Hinsichtlich der Menschenrechte hatten wir sehr angeregte Diskussionen. So schnell werden wir uns da nicht verständigen können. Auch das Verhalten gegenüber dem prominenten Filmemacher Jafar Panahi ist für uns unverständlich. Er hat ein langjähriges Filmverbot bekommen. Glücklicherweise konnten wir ihn, dem vom EU Parlament ein Menschenrechtspreis (Sacharow-Preis) verliehen wurde, bei einer informellen Begegnung treffen. Er ist äußerst bescheiden und sympathisch, und alles andere als ein Radikaler. Und der Iran sollte wirklich seine Künstler und Intellektuellen nicht bestrafen und diskriminieren sondern schätzen und fördern.

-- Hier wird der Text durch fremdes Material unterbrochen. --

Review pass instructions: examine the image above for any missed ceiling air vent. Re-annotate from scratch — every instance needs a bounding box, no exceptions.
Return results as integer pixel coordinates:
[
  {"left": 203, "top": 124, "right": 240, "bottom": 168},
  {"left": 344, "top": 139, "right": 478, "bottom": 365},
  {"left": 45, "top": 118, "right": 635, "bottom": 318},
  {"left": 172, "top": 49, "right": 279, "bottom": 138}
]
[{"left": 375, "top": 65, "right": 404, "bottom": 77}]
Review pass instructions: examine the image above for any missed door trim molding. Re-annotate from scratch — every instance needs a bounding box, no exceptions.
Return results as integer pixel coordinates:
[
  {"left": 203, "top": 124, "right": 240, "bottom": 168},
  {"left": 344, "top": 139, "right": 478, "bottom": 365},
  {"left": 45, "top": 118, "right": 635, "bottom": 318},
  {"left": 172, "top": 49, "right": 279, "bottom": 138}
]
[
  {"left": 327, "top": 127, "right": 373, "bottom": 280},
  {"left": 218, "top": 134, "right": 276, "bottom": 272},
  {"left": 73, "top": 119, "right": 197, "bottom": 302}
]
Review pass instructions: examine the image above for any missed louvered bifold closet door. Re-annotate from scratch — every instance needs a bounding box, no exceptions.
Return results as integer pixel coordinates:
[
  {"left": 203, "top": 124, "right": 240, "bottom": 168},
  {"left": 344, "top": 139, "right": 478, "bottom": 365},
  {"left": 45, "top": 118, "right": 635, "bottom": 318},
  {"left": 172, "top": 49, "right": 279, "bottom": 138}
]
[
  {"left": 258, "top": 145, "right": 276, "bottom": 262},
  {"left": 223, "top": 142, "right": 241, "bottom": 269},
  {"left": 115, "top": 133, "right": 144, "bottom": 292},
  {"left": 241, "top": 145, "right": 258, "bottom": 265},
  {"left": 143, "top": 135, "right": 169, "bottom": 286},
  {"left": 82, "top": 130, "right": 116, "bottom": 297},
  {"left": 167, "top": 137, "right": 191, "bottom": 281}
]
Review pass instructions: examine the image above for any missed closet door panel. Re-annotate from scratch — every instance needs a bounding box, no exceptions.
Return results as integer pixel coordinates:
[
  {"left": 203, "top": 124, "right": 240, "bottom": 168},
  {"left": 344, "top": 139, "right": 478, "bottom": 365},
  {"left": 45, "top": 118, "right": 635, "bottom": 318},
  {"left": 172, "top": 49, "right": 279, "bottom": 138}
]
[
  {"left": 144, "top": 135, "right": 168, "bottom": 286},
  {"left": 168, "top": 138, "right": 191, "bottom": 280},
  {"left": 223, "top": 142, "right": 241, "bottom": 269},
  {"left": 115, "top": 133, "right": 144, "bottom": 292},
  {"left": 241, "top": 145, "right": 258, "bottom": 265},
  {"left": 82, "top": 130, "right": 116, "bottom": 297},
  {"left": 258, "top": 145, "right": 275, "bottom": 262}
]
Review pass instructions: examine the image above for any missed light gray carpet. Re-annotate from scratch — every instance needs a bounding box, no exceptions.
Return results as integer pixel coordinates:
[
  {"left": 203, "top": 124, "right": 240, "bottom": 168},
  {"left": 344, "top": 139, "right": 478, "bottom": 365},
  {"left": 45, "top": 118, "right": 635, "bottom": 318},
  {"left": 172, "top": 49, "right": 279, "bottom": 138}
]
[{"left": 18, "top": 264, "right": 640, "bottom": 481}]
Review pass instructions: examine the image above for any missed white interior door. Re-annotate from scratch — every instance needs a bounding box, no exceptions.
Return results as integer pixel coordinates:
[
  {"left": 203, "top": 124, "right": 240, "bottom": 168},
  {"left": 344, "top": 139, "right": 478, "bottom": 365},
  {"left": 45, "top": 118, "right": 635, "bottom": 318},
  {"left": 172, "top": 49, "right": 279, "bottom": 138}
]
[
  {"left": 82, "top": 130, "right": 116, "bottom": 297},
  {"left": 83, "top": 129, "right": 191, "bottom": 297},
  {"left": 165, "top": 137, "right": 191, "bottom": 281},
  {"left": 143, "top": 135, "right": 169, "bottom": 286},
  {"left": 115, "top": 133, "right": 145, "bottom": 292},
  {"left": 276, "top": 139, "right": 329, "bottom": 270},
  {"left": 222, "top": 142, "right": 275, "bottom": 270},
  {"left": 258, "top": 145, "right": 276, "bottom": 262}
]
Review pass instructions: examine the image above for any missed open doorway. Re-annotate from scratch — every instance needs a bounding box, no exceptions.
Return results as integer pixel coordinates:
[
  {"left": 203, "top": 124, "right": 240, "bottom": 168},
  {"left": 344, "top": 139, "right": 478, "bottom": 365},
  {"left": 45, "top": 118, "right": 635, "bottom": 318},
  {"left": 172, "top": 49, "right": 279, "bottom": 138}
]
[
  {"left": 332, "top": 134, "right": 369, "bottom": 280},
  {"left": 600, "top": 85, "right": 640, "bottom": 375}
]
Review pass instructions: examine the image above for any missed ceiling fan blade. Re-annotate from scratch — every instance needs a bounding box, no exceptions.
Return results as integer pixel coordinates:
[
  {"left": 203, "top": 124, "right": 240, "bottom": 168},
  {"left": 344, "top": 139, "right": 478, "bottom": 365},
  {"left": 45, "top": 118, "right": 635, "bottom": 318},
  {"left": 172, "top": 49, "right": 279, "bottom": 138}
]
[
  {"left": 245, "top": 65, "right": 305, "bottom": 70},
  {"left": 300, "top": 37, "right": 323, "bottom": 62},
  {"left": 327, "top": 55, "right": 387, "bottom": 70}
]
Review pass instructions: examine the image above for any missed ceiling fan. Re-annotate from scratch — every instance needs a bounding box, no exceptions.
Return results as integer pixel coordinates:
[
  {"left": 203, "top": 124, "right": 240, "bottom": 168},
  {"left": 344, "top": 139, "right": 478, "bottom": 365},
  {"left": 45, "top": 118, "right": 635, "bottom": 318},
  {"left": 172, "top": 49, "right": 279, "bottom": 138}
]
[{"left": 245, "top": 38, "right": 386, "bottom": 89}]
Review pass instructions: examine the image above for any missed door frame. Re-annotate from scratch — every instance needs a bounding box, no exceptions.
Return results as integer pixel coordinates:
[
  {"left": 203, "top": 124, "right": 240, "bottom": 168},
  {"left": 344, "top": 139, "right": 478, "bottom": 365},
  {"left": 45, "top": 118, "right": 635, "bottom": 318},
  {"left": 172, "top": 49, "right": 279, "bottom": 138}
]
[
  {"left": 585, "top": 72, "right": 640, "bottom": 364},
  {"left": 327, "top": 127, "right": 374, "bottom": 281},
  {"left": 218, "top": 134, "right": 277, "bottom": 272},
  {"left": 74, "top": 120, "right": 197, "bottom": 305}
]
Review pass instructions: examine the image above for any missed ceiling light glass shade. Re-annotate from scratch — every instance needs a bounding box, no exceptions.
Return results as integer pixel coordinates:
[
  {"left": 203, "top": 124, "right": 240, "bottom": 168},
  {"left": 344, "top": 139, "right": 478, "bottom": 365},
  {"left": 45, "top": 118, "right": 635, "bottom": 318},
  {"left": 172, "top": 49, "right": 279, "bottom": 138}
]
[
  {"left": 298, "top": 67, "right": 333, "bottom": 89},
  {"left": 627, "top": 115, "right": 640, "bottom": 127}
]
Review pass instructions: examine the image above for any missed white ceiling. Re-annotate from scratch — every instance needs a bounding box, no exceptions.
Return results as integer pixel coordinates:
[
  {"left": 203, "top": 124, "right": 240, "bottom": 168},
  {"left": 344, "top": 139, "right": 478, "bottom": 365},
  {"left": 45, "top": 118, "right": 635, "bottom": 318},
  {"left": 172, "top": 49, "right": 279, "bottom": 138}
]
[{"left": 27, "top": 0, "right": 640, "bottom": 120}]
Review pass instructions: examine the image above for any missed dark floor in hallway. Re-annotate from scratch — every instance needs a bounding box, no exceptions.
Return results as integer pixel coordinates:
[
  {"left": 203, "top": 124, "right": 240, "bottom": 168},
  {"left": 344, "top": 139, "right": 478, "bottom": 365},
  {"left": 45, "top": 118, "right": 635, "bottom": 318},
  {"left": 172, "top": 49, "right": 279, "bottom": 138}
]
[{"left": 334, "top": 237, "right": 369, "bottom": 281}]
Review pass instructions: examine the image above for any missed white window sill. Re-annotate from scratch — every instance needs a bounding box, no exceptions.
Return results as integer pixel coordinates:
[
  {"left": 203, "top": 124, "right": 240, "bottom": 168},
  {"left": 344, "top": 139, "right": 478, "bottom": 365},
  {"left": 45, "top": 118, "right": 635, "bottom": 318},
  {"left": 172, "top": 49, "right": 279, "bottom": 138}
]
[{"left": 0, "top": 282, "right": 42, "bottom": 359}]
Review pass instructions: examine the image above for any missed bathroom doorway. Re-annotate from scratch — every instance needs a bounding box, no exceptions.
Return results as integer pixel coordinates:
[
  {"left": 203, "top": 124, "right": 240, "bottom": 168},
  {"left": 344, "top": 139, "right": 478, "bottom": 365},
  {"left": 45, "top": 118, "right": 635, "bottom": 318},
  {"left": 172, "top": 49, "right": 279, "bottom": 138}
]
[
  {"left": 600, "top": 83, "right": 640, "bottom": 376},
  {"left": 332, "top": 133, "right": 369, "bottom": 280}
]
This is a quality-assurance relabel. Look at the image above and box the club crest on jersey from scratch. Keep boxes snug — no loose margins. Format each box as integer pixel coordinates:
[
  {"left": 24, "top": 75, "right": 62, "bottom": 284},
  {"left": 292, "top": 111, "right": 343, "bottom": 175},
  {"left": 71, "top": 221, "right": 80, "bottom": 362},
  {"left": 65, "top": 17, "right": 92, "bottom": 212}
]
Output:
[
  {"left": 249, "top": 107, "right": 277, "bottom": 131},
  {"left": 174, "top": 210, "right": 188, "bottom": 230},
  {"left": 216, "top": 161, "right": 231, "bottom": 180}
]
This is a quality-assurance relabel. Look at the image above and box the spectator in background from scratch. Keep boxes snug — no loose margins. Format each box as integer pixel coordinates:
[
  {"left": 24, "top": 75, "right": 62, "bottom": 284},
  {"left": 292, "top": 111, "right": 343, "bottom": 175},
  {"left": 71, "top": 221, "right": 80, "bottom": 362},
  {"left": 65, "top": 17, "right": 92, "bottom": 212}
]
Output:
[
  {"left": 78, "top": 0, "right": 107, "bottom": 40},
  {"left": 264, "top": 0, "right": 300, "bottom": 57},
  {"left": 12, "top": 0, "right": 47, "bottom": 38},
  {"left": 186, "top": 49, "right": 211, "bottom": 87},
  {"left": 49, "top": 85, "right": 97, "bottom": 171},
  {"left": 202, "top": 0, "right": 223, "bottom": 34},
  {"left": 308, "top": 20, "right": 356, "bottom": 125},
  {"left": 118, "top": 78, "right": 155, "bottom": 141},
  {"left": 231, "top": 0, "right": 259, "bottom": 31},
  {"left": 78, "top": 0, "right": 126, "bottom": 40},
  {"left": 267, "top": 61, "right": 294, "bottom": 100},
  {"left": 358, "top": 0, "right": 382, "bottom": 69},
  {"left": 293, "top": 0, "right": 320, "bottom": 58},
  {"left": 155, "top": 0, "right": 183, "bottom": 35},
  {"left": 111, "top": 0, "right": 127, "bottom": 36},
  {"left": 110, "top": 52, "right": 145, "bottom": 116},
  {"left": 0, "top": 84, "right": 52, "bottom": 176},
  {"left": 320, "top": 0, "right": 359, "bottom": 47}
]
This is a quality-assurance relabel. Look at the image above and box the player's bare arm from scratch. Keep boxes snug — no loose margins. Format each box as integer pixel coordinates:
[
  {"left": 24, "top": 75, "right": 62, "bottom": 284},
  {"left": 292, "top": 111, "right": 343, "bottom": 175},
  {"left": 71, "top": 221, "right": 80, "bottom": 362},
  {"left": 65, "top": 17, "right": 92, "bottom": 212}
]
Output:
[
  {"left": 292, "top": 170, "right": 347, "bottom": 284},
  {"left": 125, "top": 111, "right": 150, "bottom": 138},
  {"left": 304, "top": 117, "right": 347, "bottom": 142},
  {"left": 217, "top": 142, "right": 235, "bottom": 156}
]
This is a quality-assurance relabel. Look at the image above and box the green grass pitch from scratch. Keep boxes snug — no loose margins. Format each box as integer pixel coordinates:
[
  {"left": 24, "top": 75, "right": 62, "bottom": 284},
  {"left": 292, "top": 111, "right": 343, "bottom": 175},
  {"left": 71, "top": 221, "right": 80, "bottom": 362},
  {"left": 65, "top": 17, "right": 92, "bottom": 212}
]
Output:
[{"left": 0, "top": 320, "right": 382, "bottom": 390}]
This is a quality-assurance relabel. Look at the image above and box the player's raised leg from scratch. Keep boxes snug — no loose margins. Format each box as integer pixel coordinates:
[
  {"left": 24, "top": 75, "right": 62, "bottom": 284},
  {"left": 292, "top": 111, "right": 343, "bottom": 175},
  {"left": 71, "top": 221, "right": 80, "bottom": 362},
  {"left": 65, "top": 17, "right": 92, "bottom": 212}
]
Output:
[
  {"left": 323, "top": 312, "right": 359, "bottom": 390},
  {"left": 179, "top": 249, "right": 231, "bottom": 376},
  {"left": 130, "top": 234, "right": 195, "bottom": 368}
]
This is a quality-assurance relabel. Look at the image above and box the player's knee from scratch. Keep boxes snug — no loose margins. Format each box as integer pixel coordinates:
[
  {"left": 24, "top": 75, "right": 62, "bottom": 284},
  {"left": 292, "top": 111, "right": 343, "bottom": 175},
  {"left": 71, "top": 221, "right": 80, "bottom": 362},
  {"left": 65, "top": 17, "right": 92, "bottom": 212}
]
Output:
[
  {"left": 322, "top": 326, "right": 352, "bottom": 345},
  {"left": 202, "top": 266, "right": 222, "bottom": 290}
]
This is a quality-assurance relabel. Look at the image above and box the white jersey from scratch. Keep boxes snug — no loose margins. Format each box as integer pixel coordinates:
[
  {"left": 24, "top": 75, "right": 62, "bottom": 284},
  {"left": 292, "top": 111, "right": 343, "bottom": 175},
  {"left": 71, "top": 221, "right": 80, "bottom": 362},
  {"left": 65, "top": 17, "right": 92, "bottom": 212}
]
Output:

Niemand weiß, wie nachhaltig die von uns beobachteten  Veränderungen sind. Aber all die Reformkräfte, vor allem der jungen Generation, hoffen auf ein Entgegenkommen des Westens und auf eine Verstärkung des Dialogs zwischen dem Iran und den westlichen Vertretern. Und wir sollten sie nicht enttäuschen. Dabei waren unsere Gesprächspartner gar nicht von den Reformkräften im Lande. Sie waren Anhänger des religiösen Führers Khameni, die aber, so wie Khameni selbst, dem neuen Präsidenten eine – bedingte – Unterstützung gewähren. Sie sind religiös konservativ, aber politisch moderat. Und das ist eine Chance für die IranerInnen, aber auch für Europa.